It’s a place for New Yorkers to gather and share their hidden sins, secrets, and suffering. Submissions are printed on-site at an installation at 401 W 14th Street in the Meatpacking District.
1) No names or personally identifying information (yours or anyone else's)
2) No profanity or hateful language or terms
3) Speak your truth
Note: By submitting your story, you are giving the artist and her partners permission to store, print, display, and read aloud your submission. See full terms.
Please be aware that this site is not regularly monitored and is not to be used to report an emergency or make a complaint. Call 911 if you are experiencing or think you have an emergency. Contact (212) 416-0197 if you wish to make a complaint to the NYC Commission on Human Rights.
This is a space for vulnerability and healing.
The only thing harder than suffering is suffering alone in silence. We each carry inside of us burdens, wounds, and heartaches that we might never reveal publicly. And yet in those rare moments when we do share our vulnerability, we find not just common ground but deep connection. Moved by this watershed moment in which Asian and Pacific Islander, particularly South Asian youth in New York City, are increasingly sharing their stories of sexual assault and gender-based violence, multidisciplinary artist, Amanda Phingbodhipakkiya, created this piece to enable the healing power of honest disclosure.
During the creation of “May We Know Our Own Strength,” the artist will occupy physical space in a storefront at 401 W 14th Street in the Meatpacking District. New Yorkers are invited to anonymously share a personal story through a public website. A row of sixteen internet-connected receipt printers wired to incandescent bulbs sit on a platform at the installation site. Each personal submission is immediately printed on location, illuminating a corresponding bulb to let visitors know their voices are being heard. Through the always-on webcam, viewers can observe an organic pool of shame, anger, doubt, grief and hope emerge from cascading ribbons of paper.
At regular intervals, the artist will seat herself at the base of the growing heap and begin a brief ritual involving an affirmation of human dignity and courage in the face of adversity. She will weave these stories into a collection of intricate hanging paper sculptures, growing abstract shapes and natural textures onto a massive arched trellis made of wood.
Reminiscent of confession or healing spaces, this piece creates a new kind of ritual for a community to share sins, secrets and suffering. Participants can safely experience the relief that comes with having an audience bear witness to their private pain. By manifesting someone’s digital thoughts into a large-scale sculpture, we communicate the significance of their story while reminding them that they are not alone. When we encounter an archway, we have the opportunity to lay down old burdens and pass through with a sense of renewal and rejuvenation. A new beginning. Through this work, participants and the community at large can experience a cathartic release and witness their anguish transformed like alchemy into a work of art.

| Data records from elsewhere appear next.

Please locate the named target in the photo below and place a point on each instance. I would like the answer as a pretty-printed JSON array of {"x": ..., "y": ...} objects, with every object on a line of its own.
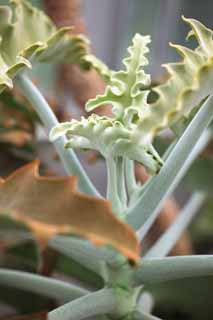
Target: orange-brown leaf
[{"x": 52, "y": 205}]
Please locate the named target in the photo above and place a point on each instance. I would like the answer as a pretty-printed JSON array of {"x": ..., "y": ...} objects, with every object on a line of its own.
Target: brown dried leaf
[{"x": 52, "y": 205}]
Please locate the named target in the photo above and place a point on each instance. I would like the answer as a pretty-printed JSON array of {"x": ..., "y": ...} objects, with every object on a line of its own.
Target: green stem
[
  {"x": 130, "y": 177},
  {"x": 48, "y": 118},
  {"x": 97, "y": 303},
  {"x": 159, "y": 270},
  {"x": 47, "y": 287},
  {"x": 167, "y": 241},
  {"x": 112, "y": 188},
  {"x": 140, "y": 315},
  {"x": 121, "y": 183}
]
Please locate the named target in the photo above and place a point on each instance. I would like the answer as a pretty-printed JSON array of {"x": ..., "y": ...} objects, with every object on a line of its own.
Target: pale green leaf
[
  {"x": 155, "y": 270},
  {"x": 146, "y": 209}
]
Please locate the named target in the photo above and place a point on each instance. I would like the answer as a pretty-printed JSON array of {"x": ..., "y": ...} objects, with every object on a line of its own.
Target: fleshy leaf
[
  {"x": 109, "y": 137},
  {"x": 27, "y": 33},
  {"x": 38, "y": 316},
  {"x": 125, "y": 89},
  {"x": 52, "y": 205},
  {"x": 189, "y": 83}
]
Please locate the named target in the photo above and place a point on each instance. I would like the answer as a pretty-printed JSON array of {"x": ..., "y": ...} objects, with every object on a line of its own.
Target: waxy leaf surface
[
  {"x": 26, "y": 33},
  {"x": 52, "y": 205}
]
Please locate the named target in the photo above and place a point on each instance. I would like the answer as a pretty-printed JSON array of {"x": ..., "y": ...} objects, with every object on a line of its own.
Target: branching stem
[{"x": 48, "y": 118}]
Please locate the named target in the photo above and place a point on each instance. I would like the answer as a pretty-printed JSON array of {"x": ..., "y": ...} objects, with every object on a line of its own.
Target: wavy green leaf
[{"x": 108, "y": 136}]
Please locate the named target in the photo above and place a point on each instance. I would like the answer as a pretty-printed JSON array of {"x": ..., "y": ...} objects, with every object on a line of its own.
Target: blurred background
[{"x": 110, "y": 25}]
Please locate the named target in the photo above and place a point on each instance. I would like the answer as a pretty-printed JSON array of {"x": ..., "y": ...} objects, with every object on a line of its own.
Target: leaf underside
[
  {"x": 27, "y": 34},
  {"x": 52, "y": 205}
]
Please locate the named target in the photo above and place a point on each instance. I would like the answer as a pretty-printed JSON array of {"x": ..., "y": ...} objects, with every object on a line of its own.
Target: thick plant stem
[
  {"x": 44, "y": 286},
  {"x": 156, "y": 270},
  {"x": 121, "y": 184},
  {"x": 130, "y": 177},
  {"x": 166, "y": 242},
  {"x": 112, "y": 188},
  {"x": 48, "y": 118},
  {"x": 97, "y": 303}
]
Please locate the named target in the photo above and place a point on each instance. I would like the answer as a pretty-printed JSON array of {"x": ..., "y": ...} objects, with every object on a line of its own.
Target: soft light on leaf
[
  {"x": 52, "y": 205},
  {"x": 37, "y": 316},
  {"x": 27, "y": 33}
]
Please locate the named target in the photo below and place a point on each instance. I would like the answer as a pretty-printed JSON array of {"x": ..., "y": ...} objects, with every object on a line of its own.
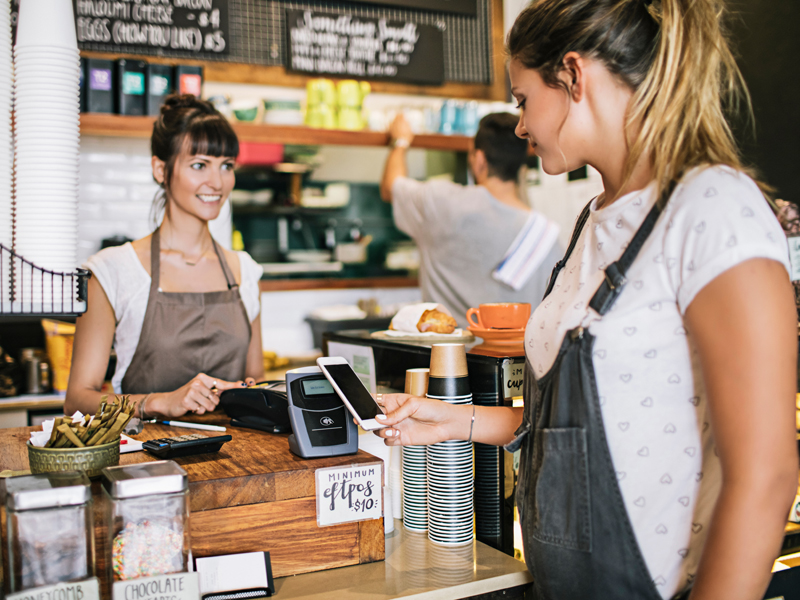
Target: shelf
[{"x": 142, "y": 127}]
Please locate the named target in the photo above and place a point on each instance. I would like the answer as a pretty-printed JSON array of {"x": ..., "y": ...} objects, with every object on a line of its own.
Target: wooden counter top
[{"x": 253, "y": 495}]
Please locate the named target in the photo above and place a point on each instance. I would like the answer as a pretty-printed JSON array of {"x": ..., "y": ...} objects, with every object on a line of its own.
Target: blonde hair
[{"x": 673, "y": 54}]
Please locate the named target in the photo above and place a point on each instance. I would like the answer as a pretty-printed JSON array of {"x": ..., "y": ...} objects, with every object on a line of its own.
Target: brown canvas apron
[{"x": 186, "y": 333}]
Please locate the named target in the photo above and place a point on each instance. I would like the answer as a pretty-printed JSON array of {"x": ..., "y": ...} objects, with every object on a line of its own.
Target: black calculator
[{"x": 185, "y": 445}]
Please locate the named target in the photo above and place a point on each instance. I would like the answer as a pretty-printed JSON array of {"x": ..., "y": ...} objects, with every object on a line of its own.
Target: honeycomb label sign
[
  {"x": 176, "y": 26},
  {"x": 346, "y": 45}
]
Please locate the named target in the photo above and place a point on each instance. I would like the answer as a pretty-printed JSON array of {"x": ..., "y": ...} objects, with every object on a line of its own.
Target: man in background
[{"x": 478, "y": 243}]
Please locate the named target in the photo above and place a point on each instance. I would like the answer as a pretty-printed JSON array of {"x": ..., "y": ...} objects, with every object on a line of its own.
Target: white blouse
[
  {"x": 126, "y": 284},
  {"x": 649, "y": 381}
]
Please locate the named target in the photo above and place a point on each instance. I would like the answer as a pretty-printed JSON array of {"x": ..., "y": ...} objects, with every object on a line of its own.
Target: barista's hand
[
  {"x": 199, "y": 396},
  {"x": 400, "y": 129},
  {"x": 417, "y": 421}
]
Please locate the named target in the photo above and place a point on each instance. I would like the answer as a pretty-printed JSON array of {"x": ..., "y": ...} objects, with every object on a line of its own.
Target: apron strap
[
  {"x": 615, "y": 280},
  {"x": 226, "y": 270},
  {"x": 576, "y": 233},
  {"x": 155, "y": 261}
]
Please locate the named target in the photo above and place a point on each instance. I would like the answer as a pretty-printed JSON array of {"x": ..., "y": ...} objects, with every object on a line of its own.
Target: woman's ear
[
  {"x": 158, "y": 170},
  {"x": 574, "y": 75}
]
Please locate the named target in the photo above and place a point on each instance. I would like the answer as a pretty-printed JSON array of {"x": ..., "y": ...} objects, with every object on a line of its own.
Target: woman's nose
[{"x": 520, "y": 129}]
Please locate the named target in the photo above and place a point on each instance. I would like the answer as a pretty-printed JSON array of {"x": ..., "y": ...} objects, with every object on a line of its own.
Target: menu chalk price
[
  {"x": 347, "y": 494},
  {"x": 88, "y": 589},
  {"x": 175, "y": 586}
]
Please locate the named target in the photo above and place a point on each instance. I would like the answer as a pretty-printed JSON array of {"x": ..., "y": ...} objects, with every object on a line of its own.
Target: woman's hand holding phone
[
  {"x": 414, "y": 421},
  {"x": 198, "y": 396}
]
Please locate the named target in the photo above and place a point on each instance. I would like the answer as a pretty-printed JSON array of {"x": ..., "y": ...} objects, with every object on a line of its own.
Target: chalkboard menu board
[
  {"x": 458, "y": 7},
  {"x": 183, "y": 27},
  {"x": 347, "y": 46}
]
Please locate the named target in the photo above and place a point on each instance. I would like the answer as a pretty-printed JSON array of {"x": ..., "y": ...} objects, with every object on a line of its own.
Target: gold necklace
[{"x": 183, "y": 256}]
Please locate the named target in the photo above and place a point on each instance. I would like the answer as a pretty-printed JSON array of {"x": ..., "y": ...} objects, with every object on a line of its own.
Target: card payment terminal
[{"x": 321, "y": 423}]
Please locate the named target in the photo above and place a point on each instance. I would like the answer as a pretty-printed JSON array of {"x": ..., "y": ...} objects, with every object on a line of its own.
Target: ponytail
[{"x": 673, "y": 54}]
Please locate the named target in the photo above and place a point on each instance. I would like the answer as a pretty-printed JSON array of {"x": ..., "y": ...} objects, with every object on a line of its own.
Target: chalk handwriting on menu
[
  {"x": 345, "y": 45},
  {"x": 346, "y": 494},
  {"x": 176, "y": 25}
]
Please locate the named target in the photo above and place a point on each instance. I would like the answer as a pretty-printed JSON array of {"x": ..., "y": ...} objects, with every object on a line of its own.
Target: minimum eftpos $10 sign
[{"x": 347, "y": 494}]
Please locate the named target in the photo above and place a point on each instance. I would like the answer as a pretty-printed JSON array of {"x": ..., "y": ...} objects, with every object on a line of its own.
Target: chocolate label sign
[
  {"x": 347, "y": 494},
  {"x": 176, "y": 586},
  {"x": 176, "y": 25},
  {"x": 88, "y": 589},
  {"x": 345, "y": 45}
]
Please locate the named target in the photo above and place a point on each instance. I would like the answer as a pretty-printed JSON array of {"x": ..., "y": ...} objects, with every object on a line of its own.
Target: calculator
[{"x": 185, "y": 445}]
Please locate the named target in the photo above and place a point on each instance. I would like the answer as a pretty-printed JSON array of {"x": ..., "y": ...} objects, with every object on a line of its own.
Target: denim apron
[
  {"x": 578, "y": 539},
  {"x": 186, "y": 333}
]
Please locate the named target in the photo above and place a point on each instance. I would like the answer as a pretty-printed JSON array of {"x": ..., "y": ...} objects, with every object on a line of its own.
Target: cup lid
[
  {"x": 146, "y": 479},
  {"x": 47, "y": 490}
]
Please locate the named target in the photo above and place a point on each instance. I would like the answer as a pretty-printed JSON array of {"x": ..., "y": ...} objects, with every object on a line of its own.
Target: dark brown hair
[
  {"x": 187, "y": 118},
  {"x": 505, "y": 152},
  {"x": 673, "y": 54}
]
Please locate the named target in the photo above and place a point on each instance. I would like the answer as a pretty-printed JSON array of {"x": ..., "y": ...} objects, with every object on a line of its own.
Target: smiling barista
[{"x": 181, "y": 311}]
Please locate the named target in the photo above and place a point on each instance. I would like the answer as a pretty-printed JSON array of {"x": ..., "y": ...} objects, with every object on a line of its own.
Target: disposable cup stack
[
  {"x": 47, "y": 110},
  {"x": 451, "y": 465},
  {"x": 415, "y": 465}
]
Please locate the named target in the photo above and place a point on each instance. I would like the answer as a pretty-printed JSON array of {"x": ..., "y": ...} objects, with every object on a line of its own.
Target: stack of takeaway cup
[
  {"x": 451, "y": 515},
  {"x": 415, "y": 465},
  {"x": 47, "y": 110},
  {"x": 6, "y": 157}
]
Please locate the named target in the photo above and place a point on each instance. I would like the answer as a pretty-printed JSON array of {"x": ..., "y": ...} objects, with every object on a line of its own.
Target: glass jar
[
  {"x": 50, "y": 529},
  {"x": 148, "y": 516}
]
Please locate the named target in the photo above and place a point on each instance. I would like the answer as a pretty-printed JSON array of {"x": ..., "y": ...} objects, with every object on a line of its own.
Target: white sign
[
  {"x": 794, "y": 256},
  {"x": 78, "y": 590},
  {"x": 176, "y": 586},
  {"x": 513, "y": 376},
  {"x": 347, "y": 494}
]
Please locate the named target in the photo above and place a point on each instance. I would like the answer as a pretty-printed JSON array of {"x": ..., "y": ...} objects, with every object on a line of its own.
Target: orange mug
[{"x": 500, "y": 315}]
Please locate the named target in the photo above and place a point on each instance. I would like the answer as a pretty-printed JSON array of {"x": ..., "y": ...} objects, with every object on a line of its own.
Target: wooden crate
[{"x": 253, "y": 495}]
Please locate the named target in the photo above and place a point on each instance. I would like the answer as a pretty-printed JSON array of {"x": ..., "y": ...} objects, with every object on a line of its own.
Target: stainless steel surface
[
  {"x": 132, "y": 481},
  {"x": 48, "y": 490}
]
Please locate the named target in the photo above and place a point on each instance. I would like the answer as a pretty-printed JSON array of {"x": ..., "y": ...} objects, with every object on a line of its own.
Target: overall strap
[
  {"x": 226, "y": 270},
  {"x": 576, "y": 233},
  {"x": 615, "y": 280}
]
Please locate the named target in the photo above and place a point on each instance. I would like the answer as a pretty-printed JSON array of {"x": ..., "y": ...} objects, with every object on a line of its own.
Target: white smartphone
[{"x": 349, "y": 388}]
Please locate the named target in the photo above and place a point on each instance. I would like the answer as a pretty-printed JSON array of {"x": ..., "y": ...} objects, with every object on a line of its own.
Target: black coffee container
[
  {"x": 97, "y": 87},
  {"x": 131, "y": 87},
  {"x": 160, "y": 84}
]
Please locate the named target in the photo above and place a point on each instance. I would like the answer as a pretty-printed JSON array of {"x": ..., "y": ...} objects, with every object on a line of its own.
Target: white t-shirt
[
  {"x": 127, "y": 286},
  {"x": 649, "y": 380}
]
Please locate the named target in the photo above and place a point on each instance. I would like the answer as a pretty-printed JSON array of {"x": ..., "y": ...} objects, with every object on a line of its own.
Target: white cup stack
[{"x": 47, "y": 109}]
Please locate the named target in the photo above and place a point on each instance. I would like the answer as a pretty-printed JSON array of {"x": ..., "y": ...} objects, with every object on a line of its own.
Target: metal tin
[
  {"x": 47, "y": 490},
  {"x": 146, "y": 479}
]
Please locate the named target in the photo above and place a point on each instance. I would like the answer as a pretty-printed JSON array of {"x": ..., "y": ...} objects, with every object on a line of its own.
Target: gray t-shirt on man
[{"x": 462, "y": 233}]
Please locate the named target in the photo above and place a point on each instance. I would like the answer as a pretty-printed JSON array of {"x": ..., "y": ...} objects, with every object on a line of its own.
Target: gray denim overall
[{"x": 578, "y": 540}]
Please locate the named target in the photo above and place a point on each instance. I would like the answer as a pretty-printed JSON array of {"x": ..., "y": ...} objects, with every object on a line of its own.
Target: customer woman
[
  {"x": 658, "y": 440},
  {"x": 181, "y": 311}
]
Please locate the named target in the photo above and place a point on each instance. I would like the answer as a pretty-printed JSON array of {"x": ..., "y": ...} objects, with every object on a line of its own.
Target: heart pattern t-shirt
[{"x": 648, "y": 376}]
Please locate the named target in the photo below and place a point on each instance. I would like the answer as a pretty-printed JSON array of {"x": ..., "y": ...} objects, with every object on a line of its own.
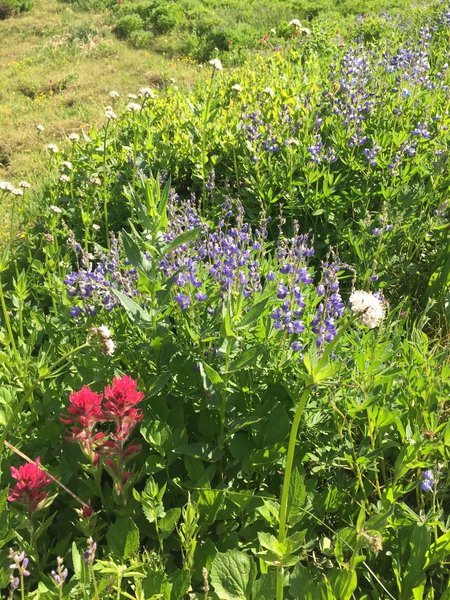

Eight people, six of them Asian women, Xiaojie Tan, Daoyou Feng, Hyun Jung Grant, Suncha Kim, Soon Chung Park, Yong Ae Yue, Paul Andre Michels and Delaina Ashley Yaun were murdered by a white gunman in Atlanta, GA during the creation of “May We Know Our Own Strength.” As a memorial to their lives, Phingbodhipakkiya will hold a nightly vigil during the installation’s run. Every evening at 8:00 PM, the names of all eight victims will print out before an eight minute moment of silence begins, with all 16 incandescent light bulbs shining resolutely into the darkness.
This work was created in partnership with the NYC Commission on Human Rights and the NYC Department of Cultural Affairs.